I skipped ahead and discovered that she now wants real love in her life, a family, and a husband.  But she hasn't yet fully let go of the one Sugar Daddy who gave her enough money to get over the $1 million mark.  She reveals her youth and lack of maturity in spectacular fashion, though she deftly keeps those cards close to the vest to be able to rant about them privately on her blog.
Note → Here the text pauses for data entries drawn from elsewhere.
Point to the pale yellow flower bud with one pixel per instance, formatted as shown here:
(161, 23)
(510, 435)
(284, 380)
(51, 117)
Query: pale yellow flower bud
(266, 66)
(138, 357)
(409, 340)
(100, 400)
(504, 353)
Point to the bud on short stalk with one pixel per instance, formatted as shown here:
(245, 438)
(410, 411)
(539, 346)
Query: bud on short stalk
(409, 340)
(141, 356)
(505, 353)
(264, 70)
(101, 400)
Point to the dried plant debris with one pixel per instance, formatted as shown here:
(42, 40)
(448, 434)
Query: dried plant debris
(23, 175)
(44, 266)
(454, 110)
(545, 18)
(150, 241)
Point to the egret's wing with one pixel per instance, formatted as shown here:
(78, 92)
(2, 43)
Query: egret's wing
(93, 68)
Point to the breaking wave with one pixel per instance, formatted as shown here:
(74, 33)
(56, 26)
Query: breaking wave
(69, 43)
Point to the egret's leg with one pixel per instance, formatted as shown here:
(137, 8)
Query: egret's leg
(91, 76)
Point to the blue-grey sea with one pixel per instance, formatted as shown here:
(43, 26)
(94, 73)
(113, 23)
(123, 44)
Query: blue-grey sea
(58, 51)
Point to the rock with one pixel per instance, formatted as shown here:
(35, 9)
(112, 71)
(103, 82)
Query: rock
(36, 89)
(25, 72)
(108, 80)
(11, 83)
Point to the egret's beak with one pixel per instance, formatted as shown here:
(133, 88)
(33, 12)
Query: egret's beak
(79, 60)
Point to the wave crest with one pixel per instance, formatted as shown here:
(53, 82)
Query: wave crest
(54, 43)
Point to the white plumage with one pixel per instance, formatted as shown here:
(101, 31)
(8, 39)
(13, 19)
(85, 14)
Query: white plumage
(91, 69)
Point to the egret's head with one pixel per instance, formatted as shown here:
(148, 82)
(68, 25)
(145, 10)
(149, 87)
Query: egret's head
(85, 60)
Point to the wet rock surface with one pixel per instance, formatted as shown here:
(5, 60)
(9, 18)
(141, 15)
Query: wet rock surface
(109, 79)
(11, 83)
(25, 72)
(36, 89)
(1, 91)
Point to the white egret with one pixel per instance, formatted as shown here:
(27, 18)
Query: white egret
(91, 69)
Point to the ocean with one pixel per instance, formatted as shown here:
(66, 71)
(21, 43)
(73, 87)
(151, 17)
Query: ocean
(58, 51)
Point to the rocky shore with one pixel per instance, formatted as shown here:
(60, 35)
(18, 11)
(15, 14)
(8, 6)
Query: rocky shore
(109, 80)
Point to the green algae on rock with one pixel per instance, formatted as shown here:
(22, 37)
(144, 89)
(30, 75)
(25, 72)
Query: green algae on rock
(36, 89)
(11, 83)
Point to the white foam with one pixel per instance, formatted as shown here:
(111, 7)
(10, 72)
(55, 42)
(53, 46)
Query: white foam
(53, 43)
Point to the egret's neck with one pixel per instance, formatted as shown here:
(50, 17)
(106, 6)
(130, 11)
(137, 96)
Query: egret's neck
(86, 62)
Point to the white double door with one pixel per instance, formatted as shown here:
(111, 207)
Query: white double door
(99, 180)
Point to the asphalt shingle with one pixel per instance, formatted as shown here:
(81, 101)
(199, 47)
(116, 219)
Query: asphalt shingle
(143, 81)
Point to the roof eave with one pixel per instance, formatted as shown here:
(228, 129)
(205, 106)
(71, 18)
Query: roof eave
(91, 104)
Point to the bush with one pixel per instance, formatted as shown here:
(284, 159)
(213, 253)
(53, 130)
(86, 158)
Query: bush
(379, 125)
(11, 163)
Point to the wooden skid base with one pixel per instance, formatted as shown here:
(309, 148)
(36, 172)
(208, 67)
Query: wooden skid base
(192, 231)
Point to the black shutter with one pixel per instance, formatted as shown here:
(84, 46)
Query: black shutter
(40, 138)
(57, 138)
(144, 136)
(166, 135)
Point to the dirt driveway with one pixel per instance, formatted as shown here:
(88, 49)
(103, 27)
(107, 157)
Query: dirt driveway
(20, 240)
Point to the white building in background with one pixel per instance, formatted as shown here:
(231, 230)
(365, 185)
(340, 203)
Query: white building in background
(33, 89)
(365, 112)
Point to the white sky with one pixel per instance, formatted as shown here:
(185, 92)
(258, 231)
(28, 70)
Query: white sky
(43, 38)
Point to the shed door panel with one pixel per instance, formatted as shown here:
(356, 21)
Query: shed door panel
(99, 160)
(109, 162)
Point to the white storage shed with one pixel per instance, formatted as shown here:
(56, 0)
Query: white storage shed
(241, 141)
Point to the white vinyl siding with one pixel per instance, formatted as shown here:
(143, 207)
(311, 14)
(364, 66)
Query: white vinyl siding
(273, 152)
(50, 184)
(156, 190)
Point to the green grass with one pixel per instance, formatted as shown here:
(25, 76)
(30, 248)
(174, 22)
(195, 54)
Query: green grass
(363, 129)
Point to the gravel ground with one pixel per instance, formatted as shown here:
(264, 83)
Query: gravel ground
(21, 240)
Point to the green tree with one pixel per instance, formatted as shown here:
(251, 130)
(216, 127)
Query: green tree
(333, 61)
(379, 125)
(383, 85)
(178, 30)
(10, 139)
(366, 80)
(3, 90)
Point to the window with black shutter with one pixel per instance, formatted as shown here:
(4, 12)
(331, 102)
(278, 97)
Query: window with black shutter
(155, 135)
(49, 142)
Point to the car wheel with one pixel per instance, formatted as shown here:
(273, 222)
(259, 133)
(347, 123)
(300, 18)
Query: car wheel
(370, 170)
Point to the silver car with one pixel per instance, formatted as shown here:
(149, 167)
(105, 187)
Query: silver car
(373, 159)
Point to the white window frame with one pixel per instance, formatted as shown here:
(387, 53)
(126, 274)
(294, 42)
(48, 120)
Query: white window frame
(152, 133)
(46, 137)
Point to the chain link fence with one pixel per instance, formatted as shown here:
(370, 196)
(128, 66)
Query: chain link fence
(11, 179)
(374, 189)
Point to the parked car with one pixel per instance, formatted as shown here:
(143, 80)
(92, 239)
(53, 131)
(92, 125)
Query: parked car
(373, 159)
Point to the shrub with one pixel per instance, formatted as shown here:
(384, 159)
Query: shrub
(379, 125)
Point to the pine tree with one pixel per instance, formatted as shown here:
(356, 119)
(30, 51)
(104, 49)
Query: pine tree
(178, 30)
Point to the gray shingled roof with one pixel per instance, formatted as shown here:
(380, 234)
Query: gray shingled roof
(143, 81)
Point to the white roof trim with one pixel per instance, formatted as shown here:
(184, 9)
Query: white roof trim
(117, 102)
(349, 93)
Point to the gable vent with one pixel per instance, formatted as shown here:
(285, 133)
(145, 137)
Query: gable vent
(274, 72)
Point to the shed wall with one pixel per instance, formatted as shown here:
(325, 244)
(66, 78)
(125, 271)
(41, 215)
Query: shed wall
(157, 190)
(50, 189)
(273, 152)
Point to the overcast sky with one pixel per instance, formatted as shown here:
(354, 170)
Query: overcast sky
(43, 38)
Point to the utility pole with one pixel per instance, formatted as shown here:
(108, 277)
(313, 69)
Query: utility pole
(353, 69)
Checking my own feelings here, I think part of the reason why I'm so put off by her story is because I feel so inadequate to the SDs she chooses.  I'm so small change compared to these men.  Then again, I also feel shock when I read about them.  Old men (50s and 60s) who have zero problem with giving her a "severance" check of more than $400,000.  I nearly choke every time I read about that.  What is it that motivates a man to do that for someone who he has to know is hustling him?  Does he believe he's grooming her for greatness? Could be, I guess, but then again, she's gotten most, if not all, of her inspiration from wealth-creation books she's read.  More pathologically, is he salving some open wound about his inadequacies as a husband or father?  Or is he just so bored and has nothing better to do with his money than to throw around multiple six figures to have eye/arm candy around who might open her legs for him and/or suck his dick?  Forget about all the trips, the shopping, the "mentorship," and the piles of cash (how the fuck do the married ones manage to hide that much from their wives?), a Sugar Daddy arrangement is first and foremost, for the men, a sexual relationship.  At one point, this girl states that her Sugar Daddy has given her $85,000 over a period of three months.  "Not enough!" she rants.  Seriously?  Is it worth that much for any man to fuck a woman to whom one is not married and/or with whom one does not have children?  I may really, really love sex, but whether or not I had the funds to invest, I would never do this.

Again, these are initial feelings.  I'm going to read the whole blog, and I'm going to pass on some of the juicier tidbits that I think reveal a great deal about this fascinating woman.